FringeReview Scotland 2019
Wasteland
Gary Clarke Company
Genre: Dance, Political, Theatre
Venue: Tramway Theatre
Festival: FringeReview Scotland
Low Down
It is 1994 and Grimethorpe colliery is being broken down. The people around had been broken years before. The generation of people who had experienced the pit were left in their armchairs with visions played on screens of a time when they lived, breathed and were affected by the external forces of politics into surrender. This forms the first part of the piece where we have a father drunk and misty eyed with despair whilst watching the replays on the video screen. It grows into the despair of the young who have to watch this decay and are feckless, not reckless but left without much to grip onto. That grip comes with a movement that defined the 1990’s. They dance their way into notice. They gain national prominence by being unwilling to sit down, settle down or take a telling. They take up their shields and their Es and they fight back in a third section of the performance that has all the echoes of the dance scene and the ripples of a movement that defined a generation. The ending which has overtones of overdosing and the final connection between father and son has a poignancy because of the vibrancy of what we have seen before.
Review
I loved Coal. I adored Wasteland. In his programme notes, Gary Clarke talks of how his life was enriched by this underground dance scene and this is obvious. The affection of the piece of the moves, the music and the communal feeling of belonging is touchable. Its fingers transcend the lights and grab you. They make you want to sit up, ignore notice of authority and be.
From the beginning this just oozes authenticity. Dad is presented as someone who has pathos in abundance, his drunkenness is tinged with sadness through lost pride. The video background gives us the first taste of how multi media will inform us as an audience and then allow the dance to make comment. It took me back to a time of politicised campaigning, the like of which, we have lost on the left. The video shows how important documentary evidence is now and how we have become a visual nation, glued to screens and their messages. Here we got a history lesson that showed the defiance and the threats to our individual liberties; as authority took a liberty.
Once established the infection of hopelessness became a hoodie style collection of young people trying and relieve the boredom. And it happened. The collective of young people, looking for an escape, get together to explore tunnels, hangars and abandoned cathedrals to that industry that was dismantled by authority before.
Backed by the video of the time when these raves were seen as a danger to civilized society when they were an expression of civil society, Clarke has us gripped. Whilst the people in charge would focus on the drug scene, the dangers, the deaths, the suffering of decent people drawn into these illicit gatherings, the people at these gatherings found expression, we saw them on the screens and onstage, which was a resistance to the Police and Criminal Evidence Bill. Kill the Bill became a sloganised movement as enticing for the young as Coal not Dole had been for their generation before them.

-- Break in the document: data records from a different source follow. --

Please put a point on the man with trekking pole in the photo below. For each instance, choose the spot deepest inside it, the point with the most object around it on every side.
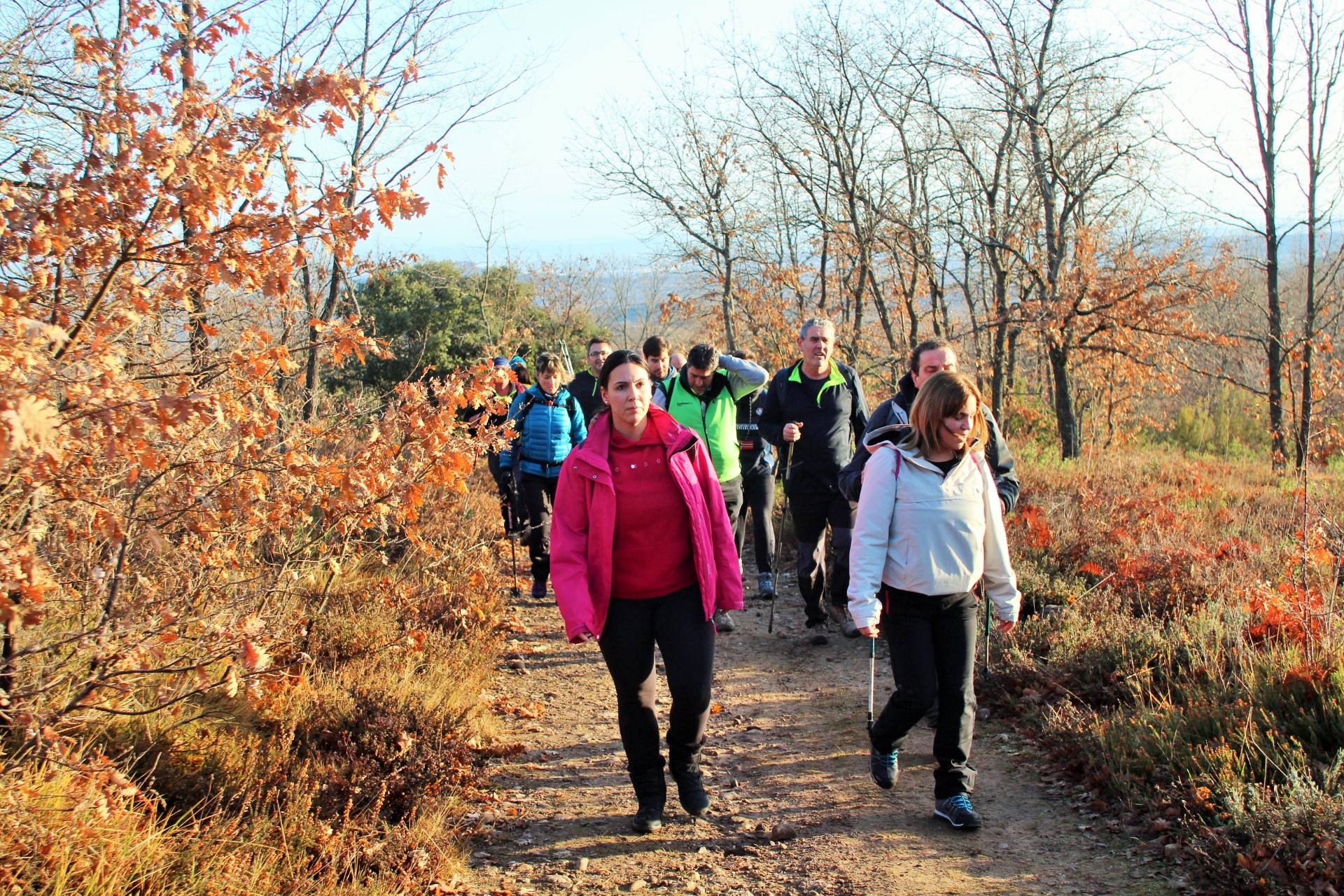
(815, 412)
(927, 359)
(704, 397)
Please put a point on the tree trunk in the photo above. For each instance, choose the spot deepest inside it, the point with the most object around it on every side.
(1070, 438)
(727, 300)
(1000, 337)
(198, 339)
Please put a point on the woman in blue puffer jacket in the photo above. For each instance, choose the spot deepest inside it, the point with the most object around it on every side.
(550, 425)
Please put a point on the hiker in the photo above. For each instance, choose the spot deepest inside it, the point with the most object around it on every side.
(927, 358)
(511, 378)
(584, 387)
(550, 424)
(657, 355)
(758, 470)
(705, 398)
(644, 555)
(929, 526)
(813, 413)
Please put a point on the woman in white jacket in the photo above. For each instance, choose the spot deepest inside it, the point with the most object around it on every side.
(929, 527)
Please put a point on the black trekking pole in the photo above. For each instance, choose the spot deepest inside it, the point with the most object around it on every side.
(987, 624)
(778, 573)
(873, 676)
(512, 548)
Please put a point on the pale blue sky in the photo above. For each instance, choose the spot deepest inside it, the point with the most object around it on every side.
(596, 50)
(593, 51)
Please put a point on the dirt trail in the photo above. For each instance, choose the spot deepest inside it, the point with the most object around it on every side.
(788, 747)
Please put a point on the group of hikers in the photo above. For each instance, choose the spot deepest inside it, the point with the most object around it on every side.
(632, 485)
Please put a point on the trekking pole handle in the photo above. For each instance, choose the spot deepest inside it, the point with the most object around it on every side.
(873, 675)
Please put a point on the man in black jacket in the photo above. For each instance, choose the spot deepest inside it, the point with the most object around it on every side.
(815, 412)
(584, 386)
(929, 358)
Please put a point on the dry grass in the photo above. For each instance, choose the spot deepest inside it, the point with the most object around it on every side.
(349, 767)
(1193, 665)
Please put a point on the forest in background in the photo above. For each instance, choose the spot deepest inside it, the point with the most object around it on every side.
(252, 596)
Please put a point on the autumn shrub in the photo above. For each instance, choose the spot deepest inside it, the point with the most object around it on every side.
(1190, 664)
(245, 625)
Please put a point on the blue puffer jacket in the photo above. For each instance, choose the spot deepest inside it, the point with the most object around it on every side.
(552, 428)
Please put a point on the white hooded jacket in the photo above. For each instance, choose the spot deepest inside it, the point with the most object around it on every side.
(920, 531)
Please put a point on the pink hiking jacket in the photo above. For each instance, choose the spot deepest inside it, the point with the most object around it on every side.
(584, 523)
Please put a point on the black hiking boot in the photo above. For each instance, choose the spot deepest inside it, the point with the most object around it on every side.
(685, 763)
(651, 790)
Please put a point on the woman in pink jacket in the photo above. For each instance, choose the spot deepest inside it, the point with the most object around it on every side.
(643, 554)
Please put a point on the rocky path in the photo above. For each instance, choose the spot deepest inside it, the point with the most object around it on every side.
(787, 755)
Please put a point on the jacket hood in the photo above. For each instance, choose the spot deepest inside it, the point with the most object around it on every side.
(597, 447)
(906, 391)
(536, 390)
(886, 434)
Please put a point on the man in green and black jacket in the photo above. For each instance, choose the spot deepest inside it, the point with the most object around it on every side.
(816, 406)
(705, 398)
(584, 386)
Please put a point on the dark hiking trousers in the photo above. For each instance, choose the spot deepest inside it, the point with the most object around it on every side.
(733, 501)
(812, 512)
(758, 498)
(686, 640)
(539, 498)
(933, 654)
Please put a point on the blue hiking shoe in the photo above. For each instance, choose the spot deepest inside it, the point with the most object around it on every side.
(958, 812)
(882, 766)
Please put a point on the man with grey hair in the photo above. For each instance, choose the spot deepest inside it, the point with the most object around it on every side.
(704, 397)
(815, 412)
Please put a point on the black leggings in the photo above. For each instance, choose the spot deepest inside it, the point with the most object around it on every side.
(933, 656)
(686, 638)
(758, 493)
(539, 496)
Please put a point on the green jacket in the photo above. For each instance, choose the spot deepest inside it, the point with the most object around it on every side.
(714, 415)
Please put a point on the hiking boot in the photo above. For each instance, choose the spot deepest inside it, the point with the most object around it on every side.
(685, 764)
(958, 812)
(648, 818)
(883, 767)
(651, 790)
(840, 617)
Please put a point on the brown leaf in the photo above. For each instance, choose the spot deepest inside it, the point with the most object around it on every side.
(253, 657)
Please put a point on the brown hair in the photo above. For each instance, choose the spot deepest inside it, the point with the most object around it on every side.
(927, 346)
(550, 363)
(944, 396)
(656, 346)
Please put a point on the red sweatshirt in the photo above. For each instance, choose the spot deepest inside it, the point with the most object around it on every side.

By the end and as Clarke shows us, failure did not define them as we get the moves from the street into the venues through the set up for a rave event is given a stage whilst our four young dancers show their moves in an explosive sequence that has all the tricks and ticks that young people of the time. It was exceptional and highly authentic as a voice of the time. The polemic from the microphone reminded us not just that this was “their Tiananmen Square” but it was also their political awakening.
The dance was spell binding, the narrative was secure, the music was pulsating and hypnotic, the lights were fantastic, the soundscape beyond the music was highly effective and the choreography simply outstanding.
Clarke gave us a Coal that was homage to a forgotten time. A masculine time that translated affectionately into dance here he has taken dance and used that same affection to give us an understanding of what grew from the lack of Coal. What can possibly come next? Whatever it is, it has me riveted to my seat.